Rabu malam di pertengahan bulan Juli.
Di sebuah kedai indomie goreng dekat rumah.

“Jadi apa cerita kamu Lus?” tanya Naya ke Lusi, teman kantor yang baru dikenalnya dua tahun yang lalu.
Sambil menyeruput jeruk peras hangat asam kesukaannya dan menunggu semangkuk Indomie goreng pedas favoritnya datang.
“Nay...gw baru ngomong  suka sama cowok.”
“Terus?”
“Terus...apa gw salah? Malu-maluin ya?”
“Memalukan? Kenapa?

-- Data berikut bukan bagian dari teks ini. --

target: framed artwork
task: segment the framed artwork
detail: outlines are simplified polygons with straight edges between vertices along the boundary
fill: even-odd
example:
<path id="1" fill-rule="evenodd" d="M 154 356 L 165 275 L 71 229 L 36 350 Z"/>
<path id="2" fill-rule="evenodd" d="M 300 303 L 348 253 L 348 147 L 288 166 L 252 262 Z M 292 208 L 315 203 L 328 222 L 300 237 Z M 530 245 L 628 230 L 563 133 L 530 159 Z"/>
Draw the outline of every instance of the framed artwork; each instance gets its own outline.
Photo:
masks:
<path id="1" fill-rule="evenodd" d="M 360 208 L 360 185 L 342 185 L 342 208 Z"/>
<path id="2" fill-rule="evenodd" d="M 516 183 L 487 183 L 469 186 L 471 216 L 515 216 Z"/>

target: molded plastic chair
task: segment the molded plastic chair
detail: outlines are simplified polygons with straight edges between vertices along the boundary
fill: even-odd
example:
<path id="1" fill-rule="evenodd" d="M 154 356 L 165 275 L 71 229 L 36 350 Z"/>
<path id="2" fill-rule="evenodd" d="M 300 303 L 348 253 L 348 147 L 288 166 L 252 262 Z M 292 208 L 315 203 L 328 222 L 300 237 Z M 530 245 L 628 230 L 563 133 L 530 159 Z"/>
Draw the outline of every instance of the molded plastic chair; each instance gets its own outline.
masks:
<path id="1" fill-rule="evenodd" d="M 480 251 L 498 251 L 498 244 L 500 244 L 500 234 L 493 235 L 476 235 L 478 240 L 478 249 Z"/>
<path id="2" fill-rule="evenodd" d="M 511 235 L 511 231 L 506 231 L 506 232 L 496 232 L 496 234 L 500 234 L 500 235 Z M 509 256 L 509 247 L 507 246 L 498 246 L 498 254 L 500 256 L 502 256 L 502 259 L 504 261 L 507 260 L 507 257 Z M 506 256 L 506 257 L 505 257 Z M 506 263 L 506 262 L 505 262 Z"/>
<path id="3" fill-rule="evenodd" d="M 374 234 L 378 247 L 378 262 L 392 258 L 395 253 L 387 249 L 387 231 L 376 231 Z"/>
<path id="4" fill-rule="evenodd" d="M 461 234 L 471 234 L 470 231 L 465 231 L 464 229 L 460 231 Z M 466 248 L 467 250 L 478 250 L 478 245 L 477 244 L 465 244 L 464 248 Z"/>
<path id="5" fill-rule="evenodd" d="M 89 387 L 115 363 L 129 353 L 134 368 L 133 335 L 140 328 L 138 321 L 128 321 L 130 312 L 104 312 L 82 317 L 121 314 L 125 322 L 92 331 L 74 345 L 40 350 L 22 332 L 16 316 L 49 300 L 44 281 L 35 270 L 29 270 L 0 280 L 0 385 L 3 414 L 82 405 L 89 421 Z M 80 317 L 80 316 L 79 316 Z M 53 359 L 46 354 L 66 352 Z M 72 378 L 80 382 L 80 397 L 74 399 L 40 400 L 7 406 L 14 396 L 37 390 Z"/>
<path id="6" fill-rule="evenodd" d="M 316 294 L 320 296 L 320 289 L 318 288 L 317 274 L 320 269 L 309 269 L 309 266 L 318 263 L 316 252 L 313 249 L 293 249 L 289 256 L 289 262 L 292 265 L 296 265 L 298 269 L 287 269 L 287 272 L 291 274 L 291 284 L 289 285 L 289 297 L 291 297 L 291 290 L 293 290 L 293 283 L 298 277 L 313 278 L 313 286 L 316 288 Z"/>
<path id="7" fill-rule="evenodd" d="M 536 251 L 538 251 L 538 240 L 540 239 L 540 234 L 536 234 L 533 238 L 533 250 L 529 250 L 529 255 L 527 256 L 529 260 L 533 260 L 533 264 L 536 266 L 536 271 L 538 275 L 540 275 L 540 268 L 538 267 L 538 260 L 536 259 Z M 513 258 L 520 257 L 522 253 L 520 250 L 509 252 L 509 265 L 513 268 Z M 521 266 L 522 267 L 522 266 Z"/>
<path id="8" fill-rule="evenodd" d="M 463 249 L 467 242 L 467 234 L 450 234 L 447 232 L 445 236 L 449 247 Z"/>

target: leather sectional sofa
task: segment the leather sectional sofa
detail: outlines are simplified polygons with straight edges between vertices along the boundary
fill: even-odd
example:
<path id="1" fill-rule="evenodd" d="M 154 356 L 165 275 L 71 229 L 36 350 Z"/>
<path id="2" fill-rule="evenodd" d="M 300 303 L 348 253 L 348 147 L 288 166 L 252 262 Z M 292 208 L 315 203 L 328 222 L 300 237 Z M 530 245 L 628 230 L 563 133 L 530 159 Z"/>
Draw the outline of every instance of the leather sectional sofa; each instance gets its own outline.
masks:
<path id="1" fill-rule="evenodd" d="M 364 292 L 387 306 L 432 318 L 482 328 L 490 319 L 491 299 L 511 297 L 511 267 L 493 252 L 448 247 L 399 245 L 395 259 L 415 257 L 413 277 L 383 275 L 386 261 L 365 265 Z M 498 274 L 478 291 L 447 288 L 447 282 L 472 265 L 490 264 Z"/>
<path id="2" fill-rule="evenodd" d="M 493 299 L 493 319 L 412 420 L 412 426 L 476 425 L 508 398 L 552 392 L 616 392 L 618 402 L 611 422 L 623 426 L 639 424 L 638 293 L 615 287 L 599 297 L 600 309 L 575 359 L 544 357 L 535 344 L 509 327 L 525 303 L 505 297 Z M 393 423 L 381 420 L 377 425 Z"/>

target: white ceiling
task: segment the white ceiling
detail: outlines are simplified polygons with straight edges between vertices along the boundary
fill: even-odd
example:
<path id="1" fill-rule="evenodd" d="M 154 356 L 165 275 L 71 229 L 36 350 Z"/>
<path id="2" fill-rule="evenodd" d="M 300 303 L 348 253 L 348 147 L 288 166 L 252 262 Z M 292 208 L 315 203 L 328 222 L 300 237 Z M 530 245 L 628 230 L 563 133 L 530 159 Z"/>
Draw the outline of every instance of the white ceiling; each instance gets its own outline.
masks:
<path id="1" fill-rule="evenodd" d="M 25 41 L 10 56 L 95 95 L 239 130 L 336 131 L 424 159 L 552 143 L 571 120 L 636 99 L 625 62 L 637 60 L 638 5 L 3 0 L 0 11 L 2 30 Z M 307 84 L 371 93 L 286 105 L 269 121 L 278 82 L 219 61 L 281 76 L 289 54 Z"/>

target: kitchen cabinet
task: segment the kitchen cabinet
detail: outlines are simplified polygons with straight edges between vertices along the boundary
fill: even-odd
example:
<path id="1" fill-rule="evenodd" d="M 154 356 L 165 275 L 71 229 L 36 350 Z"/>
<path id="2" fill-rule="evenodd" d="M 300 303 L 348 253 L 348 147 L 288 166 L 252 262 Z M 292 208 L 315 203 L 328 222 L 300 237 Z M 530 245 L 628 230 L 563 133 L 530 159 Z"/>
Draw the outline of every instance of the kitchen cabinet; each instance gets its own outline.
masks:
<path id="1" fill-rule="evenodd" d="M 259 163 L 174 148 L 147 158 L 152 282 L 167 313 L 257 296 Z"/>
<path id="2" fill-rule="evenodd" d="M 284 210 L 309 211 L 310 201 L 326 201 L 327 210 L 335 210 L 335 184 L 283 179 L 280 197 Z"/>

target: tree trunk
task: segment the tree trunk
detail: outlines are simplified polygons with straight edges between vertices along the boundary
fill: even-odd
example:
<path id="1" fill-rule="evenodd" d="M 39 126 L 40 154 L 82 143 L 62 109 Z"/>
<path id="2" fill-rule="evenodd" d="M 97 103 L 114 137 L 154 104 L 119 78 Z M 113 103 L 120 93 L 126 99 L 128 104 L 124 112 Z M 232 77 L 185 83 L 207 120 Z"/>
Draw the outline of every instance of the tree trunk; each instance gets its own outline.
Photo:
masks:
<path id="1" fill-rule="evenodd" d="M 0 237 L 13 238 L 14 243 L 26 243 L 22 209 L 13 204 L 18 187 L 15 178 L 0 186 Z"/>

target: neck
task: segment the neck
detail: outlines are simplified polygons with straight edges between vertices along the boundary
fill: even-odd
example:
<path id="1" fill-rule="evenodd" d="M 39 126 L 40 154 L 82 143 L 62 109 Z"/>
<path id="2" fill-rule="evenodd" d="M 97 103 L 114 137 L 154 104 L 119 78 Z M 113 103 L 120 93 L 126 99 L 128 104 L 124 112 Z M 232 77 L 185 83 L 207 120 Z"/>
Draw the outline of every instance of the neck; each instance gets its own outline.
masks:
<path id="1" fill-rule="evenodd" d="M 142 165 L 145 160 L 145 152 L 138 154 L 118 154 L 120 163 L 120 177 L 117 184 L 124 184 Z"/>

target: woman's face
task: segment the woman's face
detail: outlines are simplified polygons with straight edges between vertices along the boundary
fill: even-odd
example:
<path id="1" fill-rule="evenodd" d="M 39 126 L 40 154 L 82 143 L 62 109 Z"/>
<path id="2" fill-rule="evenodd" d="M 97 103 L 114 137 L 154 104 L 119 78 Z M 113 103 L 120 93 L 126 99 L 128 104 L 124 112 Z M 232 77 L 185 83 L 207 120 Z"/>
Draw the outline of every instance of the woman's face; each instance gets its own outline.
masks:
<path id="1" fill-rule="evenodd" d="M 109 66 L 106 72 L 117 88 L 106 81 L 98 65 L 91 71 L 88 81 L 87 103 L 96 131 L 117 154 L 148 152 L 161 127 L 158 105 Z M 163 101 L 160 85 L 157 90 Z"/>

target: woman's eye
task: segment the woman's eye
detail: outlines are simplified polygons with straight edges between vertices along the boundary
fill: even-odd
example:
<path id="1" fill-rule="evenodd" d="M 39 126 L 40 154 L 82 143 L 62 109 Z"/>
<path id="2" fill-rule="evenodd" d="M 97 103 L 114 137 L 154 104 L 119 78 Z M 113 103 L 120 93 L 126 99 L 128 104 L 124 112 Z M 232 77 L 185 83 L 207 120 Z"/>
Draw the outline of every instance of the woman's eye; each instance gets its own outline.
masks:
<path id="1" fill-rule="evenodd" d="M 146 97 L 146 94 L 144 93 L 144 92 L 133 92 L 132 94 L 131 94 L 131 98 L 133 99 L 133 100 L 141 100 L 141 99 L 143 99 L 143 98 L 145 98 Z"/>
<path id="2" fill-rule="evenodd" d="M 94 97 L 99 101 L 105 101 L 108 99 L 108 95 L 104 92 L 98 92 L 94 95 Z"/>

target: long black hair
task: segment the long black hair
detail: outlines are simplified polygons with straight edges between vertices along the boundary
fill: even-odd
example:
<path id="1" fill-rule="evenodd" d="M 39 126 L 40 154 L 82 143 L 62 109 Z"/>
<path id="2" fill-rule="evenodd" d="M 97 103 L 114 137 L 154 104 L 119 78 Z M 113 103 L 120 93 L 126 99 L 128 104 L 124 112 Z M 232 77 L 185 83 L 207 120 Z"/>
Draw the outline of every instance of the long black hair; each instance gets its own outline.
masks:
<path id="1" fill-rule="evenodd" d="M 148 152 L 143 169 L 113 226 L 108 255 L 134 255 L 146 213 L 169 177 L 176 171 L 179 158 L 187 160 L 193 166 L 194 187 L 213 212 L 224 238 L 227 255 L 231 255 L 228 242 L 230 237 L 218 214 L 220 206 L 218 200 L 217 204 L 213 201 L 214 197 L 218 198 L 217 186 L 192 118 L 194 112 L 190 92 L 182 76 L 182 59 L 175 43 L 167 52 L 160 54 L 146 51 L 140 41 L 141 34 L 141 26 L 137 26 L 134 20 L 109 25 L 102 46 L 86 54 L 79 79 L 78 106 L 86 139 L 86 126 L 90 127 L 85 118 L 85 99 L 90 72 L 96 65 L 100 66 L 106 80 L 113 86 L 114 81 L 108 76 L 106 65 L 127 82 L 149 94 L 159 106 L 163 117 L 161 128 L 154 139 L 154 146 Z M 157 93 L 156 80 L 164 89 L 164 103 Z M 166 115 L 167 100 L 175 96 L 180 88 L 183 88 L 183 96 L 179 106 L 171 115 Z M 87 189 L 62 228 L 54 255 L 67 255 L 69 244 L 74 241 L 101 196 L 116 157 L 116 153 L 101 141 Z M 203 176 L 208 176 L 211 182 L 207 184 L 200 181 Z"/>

No...terus cowok itu jawab apa?”
“Dia ngga bisa jawab...katanya dia butuh waktu buat memikirkan semuanya.”
“Terus?”
“Terus apalagi Nay?”
“Ya terus...elo diem aja digituin?”

“Ini Neng Indomie pesanannya kayak biasa,” si abang penjual Indomie datang membawakan dua mangkuk Indomie goreng yang masih panas dan kelihatan sangat nikmat.
“Oiya Bang...makasih ya...tahu aja pesanan favorit saya.”
“Pasti dong Neng. Enjoy ya Neng sama temennya.”
“Pasti Bang, gaya banget si Abang pake bahasa Inggris segala” ucap Naya sambil tertawa ke abang penjual indomie favoritnya.
“Iya dong Neng...biar jadi anak gaul dan langganan tetap banyak.”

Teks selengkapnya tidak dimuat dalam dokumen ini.